Barney French had told him to come to 24-C, but she had not ordered him to stay there. He went back into the corridor. Vido Valdez was heading toward him. He did not seem nearly as unhappy as he had been yesterday, when he learned that Monkey had failed. And Rick had seen him close-dancing late in the evening with Gladys de Witt.

So much for undying love.

Since people were still coming aboard the Vantage, Rick headed the other way, toward the bows of the ship. The corridor ended in what looked like a food service area, with little tables that could be folded out of the walls. It would seat no more than eight people. Beyond it was another corridor, even narrower. Rick eased his way along it, and found himself at last in a tiny round chamber with a curved and bulging transparent wall.

He was in the very front of the ship, staring out at the blank metal facade of the main port floor and wall. As he watched, he heard a series of clanging sounds from behind him followed by the slow rotation of the ship. The port floor was deserted. Rick decided that the ship must now be sealed, and the external pressure would be dropping toward zero so that the docking facility could be opened to space.

And he was still here, sitting in the bows. Shouldn’t he be somewhere else, safely strapped in before the Vantage began to move?

Then he realized that the ship was moving, so gently that he had not noticed it. He was looking out at the starscape beyond CM-2.

He leaned back, overwhelmed by two thoughts. First, he realized the enormous difference between moving to space when you left Earth, and moving through space, which is what they were doing now.
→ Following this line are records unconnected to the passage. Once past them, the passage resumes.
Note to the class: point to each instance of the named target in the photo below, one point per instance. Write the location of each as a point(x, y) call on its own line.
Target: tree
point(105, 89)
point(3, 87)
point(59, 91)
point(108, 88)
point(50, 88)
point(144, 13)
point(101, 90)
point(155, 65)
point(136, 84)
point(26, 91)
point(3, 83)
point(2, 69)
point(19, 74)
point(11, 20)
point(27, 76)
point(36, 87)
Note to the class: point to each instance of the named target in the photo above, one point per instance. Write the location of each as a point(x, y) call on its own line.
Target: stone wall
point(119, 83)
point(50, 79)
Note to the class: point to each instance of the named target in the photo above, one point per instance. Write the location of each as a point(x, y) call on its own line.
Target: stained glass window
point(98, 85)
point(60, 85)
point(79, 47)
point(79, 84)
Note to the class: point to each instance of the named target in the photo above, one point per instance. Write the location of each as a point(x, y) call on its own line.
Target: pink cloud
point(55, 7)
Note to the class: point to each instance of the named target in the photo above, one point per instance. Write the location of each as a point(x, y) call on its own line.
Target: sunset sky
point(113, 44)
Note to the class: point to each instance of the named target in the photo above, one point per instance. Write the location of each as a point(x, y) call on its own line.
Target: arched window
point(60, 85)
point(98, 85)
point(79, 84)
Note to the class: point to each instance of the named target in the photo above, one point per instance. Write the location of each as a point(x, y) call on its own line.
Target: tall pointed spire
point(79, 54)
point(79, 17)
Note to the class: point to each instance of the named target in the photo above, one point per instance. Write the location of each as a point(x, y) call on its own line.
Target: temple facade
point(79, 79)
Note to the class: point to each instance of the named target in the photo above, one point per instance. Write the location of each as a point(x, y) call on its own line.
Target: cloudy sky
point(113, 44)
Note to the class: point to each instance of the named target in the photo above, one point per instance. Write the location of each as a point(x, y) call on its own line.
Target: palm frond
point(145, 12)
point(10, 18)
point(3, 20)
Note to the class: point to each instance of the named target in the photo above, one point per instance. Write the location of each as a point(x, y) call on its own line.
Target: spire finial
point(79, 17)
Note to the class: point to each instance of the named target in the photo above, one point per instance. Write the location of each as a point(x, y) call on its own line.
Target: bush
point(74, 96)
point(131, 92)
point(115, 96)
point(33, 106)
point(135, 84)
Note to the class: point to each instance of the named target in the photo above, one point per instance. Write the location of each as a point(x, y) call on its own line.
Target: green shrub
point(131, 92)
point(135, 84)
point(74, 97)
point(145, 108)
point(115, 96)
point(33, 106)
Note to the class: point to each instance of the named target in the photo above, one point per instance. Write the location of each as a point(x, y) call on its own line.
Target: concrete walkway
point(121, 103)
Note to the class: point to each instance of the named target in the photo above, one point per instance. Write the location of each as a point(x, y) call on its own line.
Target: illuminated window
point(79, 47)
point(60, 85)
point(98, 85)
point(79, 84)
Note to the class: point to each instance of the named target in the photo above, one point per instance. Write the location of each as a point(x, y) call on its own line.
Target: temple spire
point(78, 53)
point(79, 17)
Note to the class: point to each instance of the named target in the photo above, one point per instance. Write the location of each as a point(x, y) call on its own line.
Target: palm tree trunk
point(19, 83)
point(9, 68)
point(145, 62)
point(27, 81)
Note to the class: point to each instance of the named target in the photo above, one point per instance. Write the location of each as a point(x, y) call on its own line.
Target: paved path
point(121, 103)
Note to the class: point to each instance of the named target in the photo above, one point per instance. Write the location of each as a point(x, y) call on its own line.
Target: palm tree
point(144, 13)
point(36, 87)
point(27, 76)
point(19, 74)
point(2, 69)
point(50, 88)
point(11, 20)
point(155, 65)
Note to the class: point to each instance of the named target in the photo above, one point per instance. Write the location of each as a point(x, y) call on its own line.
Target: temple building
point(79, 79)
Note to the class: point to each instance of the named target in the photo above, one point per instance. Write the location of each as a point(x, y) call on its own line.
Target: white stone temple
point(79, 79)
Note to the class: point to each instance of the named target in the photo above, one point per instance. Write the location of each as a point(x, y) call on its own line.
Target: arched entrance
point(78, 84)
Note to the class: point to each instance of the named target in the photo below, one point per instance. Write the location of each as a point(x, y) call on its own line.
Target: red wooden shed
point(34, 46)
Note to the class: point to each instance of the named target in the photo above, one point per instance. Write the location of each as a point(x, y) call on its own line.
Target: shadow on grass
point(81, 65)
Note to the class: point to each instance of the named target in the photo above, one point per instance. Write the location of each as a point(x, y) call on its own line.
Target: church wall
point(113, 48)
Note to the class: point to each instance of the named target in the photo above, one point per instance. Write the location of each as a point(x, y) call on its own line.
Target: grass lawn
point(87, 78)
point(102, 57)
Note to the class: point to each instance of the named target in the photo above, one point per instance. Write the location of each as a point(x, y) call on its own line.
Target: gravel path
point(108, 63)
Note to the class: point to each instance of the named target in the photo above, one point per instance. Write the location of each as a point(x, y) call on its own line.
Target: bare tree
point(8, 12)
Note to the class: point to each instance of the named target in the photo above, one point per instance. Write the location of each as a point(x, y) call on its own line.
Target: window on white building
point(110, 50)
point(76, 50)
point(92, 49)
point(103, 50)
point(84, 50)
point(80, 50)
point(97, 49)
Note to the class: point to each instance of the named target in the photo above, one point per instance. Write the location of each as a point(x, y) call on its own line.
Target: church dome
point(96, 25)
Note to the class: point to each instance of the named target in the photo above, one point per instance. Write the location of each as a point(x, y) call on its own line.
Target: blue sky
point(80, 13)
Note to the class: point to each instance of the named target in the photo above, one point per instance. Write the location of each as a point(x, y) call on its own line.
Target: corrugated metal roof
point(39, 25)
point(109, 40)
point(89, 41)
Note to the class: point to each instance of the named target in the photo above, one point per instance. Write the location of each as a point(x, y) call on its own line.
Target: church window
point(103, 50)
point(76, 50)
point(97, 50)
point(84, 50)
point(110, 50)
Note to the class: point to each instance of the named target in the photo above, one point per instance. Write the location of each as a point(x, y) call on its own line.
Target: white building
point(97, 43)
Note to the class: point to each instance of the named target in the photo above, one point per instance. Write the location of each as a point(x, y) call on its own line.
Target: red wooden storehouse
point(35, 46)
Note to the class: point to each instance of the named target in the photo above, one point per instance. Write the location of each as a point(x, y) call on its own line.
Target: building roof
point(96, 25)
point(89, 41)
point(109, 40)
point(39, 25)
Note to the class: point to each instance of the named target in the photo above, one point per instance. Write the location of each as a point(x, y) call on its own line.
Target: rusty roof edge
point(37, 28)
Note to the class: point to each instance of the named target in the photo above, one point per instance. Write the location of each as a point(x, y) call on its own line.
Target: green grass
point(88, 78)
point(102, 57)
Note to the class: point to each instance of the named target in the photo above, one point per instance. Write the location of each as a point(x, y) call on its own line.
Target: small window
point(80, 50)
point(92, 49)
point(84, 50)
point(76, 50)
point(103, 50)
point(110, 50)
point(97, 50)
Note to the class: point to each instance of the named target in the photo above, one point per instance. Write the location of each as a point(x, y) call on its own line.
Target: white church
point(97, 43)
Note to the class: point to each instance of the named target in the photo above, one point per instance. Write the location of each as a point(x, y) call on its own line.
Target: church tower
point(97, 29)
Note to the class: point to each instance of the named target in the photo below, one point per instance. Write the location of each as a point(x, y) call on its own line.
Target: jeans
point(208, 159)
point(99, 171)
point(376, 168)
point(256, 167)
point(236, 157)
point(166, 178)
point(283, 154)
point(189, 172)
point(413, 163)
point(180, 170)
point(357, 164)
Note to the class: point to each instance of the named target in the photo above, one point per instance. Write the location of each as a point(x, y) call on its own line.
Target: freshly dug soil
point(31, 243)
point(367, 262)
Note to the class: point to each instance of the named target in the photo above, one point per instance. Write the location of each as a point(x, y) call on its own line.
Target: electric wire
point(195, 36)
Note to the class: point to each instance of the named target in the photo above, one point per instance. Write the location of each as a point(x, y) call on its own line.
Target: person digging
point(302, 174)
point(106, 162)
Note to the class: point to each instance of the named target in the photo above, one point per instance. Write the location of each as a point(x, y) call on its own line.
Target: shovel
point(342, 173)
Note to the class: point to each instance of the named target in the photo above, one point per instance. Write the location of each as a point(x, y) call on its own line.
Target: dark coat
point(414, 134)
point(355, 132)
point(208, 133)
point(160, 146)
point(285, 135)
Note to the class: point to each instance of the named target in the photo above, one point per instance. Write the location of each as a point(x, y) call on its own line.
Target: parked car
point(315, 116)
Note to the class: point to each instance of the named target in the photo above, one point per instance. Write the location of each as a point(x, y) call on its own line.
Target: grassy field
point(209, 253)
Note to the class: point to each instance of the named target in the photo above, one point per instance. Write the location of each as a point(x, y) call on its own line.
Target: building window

To get into space called for powerful thrusters and high accelerations, and you were wise to strap yourself in. But once you were here, even the gentlest acceleration was enough to move you around and no special precautions were needed when you started.

Second was the sudden knowledge: they were on the way. Earth was visible over on the right-hand side of the transparent bubble. When he had first looked at it from CM-2 it had seemed so far away. But in the next few days it would shrink from a whole round world to a tiny pale dot, no brighter in the sky than Venus or Jupiter. Hundreds of thousands of kilometers of distance would gradually turn to hundreds of millions.